Abstract

The compositional approach reduces the verification of a property $\varphi$ of a system $C(S_1,\dots,S_n)$ assembled from the components $S_1,\dots,S_n$ to the verification of other properties $\varphi_1,\dots, \varphi_n$ on the components of the system. There are two parameters here: (1) The specification language $L_{spec}$ in which properties are formulated. (2) The collection of operations $OP$ by which a complex system can be assembled from its components.

The ideal dream of compositionality (Composition Theorem) is to give an algorithm which for every formula $\varphi\in L_{spec}$ and every n-ary operator $C\in OP$ will construct formulas $\varphi_1,\dots, \varphi_n$ such that $C(S_1,\dots, S_n)$ satisfies $\varphi$ iff $S_1$ satisfies $\varphi_1$, $S_2$ satisfies $\varphi_2$, \dots and $S_n$ satisfies $\varphi_n$.

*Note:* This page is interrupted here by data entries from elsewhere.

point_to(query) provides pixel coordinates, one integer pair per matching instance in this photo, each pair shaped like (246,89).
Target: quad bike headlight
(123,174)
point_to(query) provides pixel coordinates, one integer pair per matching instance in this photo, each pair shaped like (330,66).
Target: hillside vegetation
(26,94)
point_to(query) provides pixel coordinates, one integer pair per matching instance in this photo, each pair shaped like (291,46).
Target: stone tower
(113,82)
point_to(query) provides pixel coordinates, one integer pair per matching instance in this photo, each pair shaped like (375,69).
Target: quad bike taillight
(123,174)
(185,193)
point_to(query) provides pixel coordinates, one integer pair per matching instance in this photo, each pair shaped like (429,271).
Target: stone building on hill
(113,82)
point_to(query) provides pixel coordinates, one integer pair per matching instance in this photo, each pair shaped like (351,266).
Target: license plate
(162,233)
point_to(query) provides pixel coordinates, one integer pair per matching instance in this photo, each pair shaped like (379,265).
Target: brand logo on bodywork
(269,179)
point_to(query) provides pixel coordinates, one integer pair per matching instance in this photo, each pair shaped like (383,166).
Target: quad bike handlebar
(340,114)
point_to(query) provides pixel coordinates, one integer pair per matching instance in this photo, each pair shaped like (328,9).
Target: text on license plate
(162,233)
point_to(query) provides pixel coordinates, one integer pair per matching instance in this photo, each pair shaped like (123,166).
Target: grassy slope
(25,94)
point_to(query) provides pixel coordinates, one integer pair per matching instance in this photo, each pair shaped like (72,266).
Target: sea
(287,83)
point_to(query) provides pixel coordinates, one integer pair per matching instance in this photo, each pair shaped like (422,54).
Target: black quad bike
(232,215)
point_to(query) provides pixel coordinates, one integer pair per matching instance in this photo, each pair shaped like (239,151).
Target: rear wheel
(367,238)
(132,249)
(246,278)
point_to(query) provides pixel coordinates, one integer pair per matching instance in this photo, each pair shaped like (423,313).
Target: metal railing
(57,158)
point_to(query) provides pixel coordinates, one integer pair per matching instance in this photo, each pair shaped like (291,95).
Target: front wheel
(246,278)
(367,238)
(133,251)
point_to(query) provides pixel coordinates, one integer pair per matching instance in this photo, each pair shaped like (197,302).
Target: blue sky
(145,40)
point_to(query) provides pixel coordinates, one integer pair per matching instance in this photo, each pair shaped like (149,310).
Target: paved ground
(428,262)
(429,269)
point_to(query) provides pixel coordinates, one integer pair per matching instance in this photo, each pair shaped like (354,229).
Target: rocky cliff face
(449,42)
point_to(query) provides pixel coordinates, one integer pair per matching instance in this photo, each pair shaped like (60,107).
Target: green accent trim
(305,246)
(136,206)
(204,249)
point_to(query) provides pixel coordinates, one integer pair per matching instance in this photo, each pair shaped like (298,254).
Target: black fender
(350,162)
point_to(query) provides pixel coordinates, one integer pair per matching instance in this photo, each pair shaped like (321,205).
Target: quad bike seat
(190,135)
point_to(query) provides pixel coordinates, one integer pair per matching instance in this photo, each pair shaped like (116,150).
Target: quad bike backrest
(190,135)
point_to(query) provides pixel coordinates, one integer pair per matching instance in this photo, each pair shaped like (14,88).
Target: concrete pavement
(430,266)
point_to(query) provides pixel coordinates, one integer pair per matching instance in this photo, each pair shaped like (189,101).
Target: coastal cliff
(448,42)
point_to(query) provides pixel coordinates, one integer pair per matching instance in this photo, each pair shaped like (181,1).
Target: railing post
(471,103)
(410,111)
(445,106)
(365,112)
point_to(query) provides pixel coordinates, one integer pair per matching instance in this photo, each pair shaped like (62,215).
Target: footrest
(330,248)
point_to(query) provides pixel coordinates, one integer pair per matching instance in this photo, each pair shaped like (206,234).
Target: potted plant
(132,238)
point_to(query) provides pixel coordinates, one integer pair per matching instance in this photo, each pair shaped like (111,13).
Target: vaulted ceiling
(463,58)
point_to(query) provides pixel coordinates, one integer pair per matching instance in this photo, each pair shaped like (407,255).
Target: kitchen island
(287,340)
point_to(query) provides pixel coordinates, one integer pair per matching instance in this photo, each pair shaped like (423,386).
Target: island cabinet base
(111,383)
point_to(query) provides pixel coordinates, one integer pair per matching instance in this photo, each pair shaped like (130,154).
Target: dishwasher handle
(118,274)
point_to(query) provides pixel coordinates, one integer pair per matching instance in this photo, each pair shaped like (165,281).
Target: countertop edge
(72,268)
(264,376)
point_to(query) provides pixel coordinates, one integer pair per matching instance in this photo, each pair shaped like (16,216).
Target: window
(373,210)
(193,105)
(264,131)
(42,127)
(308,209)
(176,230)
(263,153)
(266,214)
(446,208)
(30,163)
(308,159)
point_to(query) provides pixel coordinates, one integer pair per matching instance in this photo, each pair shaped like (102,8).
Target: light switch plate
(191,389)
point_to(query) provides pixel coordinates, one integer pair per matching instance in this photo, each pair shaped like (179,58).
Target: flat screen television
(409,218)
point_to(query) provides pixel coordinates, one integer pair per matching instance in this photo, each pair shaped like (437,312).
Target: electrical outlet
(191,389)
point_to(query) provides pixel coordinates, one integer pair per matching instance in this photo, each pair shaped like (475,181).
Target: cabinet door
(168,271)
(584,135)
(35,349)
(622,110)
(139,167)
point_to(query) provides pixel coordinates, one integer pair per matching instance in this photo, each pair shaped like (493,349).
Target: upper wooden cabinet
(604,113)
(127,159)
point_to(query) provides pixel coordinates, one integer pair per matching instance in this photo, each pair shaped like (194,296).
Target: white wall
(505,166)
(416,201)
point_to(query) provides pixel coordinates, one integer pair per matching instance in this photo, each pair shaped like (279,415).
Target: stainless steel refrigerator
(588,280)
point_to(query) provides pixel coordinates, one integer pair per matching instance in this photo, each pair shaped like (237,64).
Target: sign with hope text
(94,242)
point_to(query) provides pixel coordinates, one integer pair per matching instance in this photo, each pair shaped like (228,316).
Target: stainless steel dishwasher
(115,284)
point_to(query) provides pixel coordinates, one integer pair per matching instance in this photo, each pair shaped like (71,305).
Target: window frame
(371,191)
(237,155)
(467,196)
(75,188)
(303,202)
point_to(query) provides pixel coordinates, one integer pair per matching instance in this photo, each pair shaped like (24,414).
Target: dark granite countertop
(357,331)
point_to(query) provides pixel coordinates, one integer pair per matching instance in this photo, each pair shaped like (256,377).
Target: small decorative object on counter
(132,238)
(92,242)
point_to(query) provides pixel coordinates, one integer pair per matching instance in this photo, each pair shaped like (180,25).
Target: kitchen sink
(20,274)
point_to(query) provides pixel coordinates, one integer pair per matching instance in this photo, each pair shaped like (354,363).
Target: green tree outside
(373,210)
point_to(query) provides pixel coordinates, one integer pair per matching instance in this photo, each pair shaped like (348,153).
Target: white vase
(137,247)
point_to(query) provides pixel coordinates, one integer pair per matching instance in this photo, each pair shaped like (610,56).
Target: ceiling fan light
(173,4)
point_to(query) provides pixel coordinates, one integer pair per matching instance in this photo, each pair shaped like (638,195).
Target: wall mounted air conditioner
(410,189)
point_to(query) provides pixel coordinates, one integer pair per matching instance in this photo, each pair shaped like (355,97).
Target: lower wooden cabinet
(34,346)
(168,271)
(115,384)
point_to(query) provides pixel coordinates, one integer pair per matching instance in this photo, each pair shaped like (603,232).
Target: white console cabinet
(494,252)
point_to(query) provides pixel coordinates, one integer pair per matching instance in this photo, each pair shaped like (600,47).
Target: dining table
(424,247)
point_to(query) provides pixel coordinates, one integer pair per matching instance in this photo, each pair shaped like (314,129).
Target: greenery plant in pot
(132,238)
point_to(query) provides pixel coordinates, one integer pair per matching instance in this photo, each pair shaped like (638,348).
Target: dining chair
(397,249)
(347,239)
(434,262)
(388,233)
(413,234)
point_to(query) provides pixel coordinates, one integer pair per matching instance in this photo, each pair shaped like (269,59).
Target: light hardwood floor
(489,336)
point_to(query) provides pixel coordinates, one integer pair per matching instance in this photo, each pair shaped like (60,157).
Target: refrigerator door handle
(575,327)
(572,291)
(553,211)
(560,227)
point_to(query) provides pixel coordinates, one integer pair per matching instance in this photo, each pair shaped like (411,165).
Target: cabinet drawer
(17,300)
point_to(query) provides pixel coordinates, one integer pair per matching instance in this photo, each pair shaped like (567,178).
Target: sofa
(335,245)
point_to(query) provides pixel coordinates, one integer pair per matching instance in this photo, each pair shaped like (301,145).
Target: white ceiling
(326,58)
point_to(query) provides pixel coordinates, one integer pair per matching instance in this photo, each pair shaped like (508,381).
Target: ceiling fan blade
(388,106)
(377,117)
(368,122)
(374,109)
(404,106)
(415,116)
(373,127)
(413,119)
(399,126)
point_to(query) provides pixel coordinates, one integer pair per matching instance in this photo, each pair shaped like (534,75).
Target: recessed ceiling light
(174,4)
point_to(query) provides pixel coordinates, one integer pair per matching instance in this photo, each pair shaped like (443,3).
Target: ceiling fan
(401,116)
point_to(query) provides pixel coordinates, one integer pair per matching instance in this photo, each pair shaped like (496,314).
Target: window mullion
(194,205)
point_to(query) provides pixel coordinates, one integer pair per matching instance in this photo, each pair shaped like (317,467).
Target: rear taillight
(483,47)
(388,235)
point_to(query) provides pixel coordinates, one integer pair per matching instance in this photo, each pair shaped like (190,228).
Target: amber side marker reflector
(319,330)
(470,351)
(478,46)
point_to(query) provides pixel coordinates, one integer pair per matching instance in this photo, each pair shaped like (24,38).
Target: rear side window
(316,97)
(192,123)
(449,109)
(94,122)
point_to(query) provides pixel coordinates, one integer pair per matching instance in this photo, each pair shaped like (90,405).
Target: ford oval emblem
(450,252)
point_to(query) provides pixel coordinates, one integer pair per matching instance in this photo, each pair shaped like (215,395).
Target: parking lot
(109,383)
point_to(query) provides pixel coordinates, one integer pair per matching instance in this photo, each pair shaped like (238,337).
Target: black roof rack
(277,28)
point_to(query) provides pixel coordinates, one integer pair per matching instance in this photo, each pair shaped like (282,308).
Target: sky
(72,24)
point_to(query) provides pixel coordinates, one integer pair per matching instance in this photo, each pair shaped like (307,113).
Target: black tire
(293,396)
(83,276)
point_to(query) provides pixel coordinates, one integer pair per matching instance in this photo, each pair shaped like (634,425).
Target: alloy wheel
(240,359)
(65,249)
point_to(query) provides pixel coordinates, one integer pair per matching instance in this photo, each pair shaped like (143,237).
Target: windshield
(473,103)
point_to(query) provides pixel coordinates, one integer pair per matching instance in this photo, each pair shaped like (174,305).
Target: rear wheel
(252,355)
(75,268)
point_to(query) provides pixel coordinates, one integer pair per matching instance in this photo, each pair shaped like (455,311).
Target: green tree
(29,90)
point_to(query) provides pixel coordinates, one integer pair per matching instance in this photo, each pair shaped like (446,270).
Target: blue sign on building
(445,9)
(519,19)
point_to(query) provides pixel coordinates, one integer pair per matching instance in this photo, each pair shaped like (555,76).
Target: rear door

We will show that the composition theorem is realizable when the specification language $L_{spec}$ is the multi-modal logic and the set of operations $OP$ consists of a wide variety of product (``parallel composition'') operators. On the other hand, we will show if $L_{spec}$ can express ``there is a path such that all the nodes of the path have a property $p$'', then (even non-algorithmic version of) the composition theorem fails for very simple parallel operators.